En la mayoría de los deportes existen situaciones, a veces de forma intermitente pero casi siempre de cara al final de la prueba, en las que se produce una disminución en el rendimiento en el ejercicio: en la velocidad, potencia, intensidad o habilidad. La fatiga en el ejercicio es el término más común que se utiliza para describir este fracaso al intentar mantener un rendimiento óptimo o deseado. Existen una multitud de formas en las que puede aparecer la fatiga en las que la nutrición juega un papel muy importante.

fatiga en el ejercicio

1. Deshidratación

No beber suficiente líquido para reemplazar las pérdidas generadas por el sudor durante una competición. Esta situación puede ser agravada si el atleta comienza la prueba con un cierto nivel de deshidratación o déficit de fluidos. Las competiciones que se realizan en condiciones cálidas incrementan el riesgo  de deshidratación.

2. Falta de sales

Una reposición insuficiente del sodio perdido con el sudor.
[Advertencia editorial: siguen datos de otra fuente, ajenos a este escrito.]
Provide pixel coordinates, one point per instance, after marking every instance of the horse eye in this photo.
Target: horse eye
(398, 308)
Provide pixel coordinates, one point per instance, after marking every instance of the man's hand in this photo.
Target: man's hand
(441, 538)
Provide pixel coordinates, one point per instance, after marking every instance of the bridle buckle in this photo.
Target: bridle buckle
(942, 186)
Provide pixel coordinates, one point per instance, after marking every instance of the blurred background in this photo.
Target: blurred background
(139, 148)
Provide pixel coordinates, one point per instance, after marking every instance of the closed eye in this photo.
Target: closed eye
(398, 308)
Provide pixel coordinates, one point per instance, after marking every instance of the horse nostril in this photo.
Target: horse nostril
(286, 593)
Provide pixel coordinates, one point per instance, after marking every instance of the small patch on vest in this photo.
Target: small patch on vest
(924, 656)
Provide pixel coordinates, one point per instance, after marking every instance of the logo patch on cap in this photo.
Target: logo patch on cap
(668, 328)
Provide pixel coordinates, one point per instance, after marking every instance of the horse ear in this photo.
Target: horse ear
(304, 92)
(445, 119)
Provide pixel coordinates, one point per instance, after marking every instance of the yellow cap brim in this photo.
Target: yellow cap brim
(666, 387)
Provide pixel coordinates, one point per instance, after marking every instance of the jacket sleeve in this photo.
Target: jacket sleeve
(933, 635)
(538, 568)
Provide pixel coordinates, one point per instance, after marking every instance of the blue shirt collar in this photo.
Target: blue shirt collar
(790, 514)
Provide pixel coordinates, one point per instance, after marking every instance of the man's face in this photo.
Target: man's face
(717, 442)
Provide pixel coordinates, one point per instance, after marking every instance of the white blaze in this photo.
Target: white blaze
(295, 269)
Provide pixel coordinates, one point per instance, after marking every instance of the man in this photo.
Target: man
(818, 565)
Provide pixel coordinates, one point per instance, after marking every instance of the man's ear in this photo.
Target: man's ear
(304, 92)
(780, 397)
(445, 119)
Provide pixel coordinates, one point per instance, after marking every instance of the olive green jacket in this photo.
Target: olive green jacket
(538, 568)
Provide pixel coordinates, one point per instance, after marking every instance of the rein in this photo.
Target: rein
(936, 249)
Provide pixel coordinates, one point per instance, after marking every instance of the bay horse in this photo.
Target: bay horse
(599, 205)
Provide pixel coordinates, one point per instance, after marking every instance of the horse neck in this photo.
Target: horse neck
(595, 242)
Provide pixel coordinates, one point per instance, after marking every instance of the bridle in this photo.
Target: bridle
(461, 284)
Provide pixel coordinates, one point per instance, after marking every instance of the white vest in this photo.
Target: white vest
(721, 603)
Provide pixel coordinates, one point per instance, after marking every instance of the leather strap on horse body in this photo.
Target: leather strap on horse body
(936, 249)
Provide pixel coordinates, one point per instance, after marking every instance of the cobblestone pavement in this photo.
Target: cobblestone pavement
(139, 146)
Este déficit puede incrementar el riesgo de padecer calambres musculares. Deportistas con altos niveles de sudor y de concentración de sodio en el sudor tienen más riesgo de padecer esta situación.

3. Agotamiento del glucógeno muscular

El consumo del combustible más importante de los múculos debido a su utilización en una prueba o por una mala recuperación de los depósitos de glucógeno de un entrenamiento o competición previa. La participación en eventos deportivos muy seguidos aumenta el riesgo de una recuperación insuficiente de los depósitos de glucógeno entre competiciones.

4. Hipoglucemia

Desajuste entre la aparición de glucosa en sangre, captación de glucosa del músculo y requerimiento del músculo de hidratos de carbono exógenos como combustible. Esta situación puede aparecer en atletas que no consumen suficientes carbohidratos durante ejercicios de larga duración.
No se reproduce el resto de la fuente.